3. Wassersicherheit ist nicht nur für Kinder wichtig

Ein Pool, besonders wenn er im Boden versenkt ist, kann für Wildtiere zur tödlichen Falle werden. Jeden Tag verenden viele Insekten darin, aber wir mussten auch schon Vögel und Mäuse bergen. Einmal konnten wir sogar ein Kaninchen retten. Wir haben eine Rampe und einen Alarm am Poolrand installiert, um die Opferzahl zu reduzieren, aber es tut mir trotzdem weh, wenn Glühwürmchen oder Bienen im Wasser ertrinken.

4. Er kann Teil des Gartendesigns werden

Das ist wahrscheinlich keine Überraschung, aber mit vielen Zubehörteilen kannst du deinen Pool richtig aufwerten. Zum Beispiel mit Beleuchtung, die abends wunderschön leuchtet, oder einem solarbetriebenen Springbrunnen, der echtes Parkfeeling schafft. Denk auch an Liegestühle am Beckenrand oder aufblasbare Matratzen, auf denen du im Wasser entspannen kannst.

5. Die Pflege kann teuer und zeitaufwendig sein

Wenn du überlegst, ob ein Pool das Richtige für dich ist, solltest du Zeit und Geld mit einplanen. Das Öffnen und Schließen des Pools kostet Stunden, und die Chemikalien können sich jährlich zu einem ordentlichen Betrag summieren. Verschiedene Reiniger erleichtern die Arbeit, aber manchmal muss man Beckenwände und Boden gründlich schrubben. Ich habe mal ausgerechnet, wie viel ein Abo im örtlichen Schwimmbad im Vergleich zu den eigenen Pflegekosten kostet – und wir sparen zu Hause trotzdem, plus wir haben den Pool ganz für uns allein!

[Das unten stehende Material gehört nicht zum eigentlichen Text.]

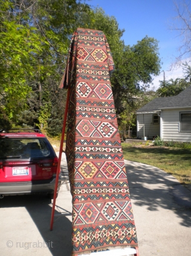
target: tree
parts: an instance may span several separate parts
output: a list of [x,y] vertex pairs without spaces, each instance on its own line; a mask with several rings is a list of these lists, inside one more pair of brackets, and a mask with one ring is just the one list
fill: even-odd
[[172,79],[168,81],[159,81],[160,86],[156,94],[160,97],[176,96],[191,85],[190,82],[184,79]]
[[61,120],[65,92],[58,94],[58,85],[70,37],[88,5],[76,0],[7,0],[0,7],[1,107],[20,125],[45,125],[57,109]]
[[18,24],[8,11],[13,7],[10,1],[0,3],[0,97],[4,113],[16,121],[18,110],[27,107],[31,91],[27,76],[34,72],[31,62],[41,52],[44,38],[38,36],[35,28]]
[[136,96],[130,97],[128,101],[124,103],[124,111],[118,116],[119,129],[124,139],[131,137],[131,131],[136,128],[136,110],[156,98],[153,90],[139,92]]
[[121,39],[125,32],[120,29],[113,16],[106,15],[100,8],[85,13],[85,28],[101,30],[105,34],[113,56],[115,70],[111,79],[117,114],[124,110],[124,101],[140,90],[149,87],[153,76],[159,74],[161,61],[158,42],[146,36],[137,44],[125,46]]
[[174,2],[177,16],[175,17],[176,25],[171,29],[178,32],[182,38],[182,44],[179,50],[180,55],[177,58],[175,64],[180,64],[181,61],[191,57],[191,11],[190,2],[181,0],[179,4]]
[[117,113],[124,110],[124,101],[149,88],[152,76],[159,74],[161,61],[158,41],[146,37],[132,47],[124,46],[112,78]]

6. Achte auf das Verhältnis von Sonne und Schatten

In wärmeren Regionen ist es wichtig, den Pool zu beschatten, damit er an heißen Tagen nicht zu heiß wird. In gemäßigten Zonen kann zu viel Schatten das Wasser den ganzen Sommer über „kühl“ machen – was nur die Hartgesottenen mögen. Sorge dafür, dass dein Pool genug Sonne abbekommt oder denk über eine Poolheizung nach, falls das Wasser zu kühl sein sollte.

7. Die Freude an gemeinsamen Erlebnissen

Ich freue mich jedes Jahr darauf, den Pool im Sommer wieder zu öffnen. Wir haben schon viele Poolpartys gefeiert, die Kinder schwimmen gelernt, und ich habe Stunden auf meiner Lieblingsmatratze im Wasser verbracht – mit einem guten Buch und einem großen Glas Eistee. Mein Pool ist mein kleines Paradies, und jede Mühe lohnt sich.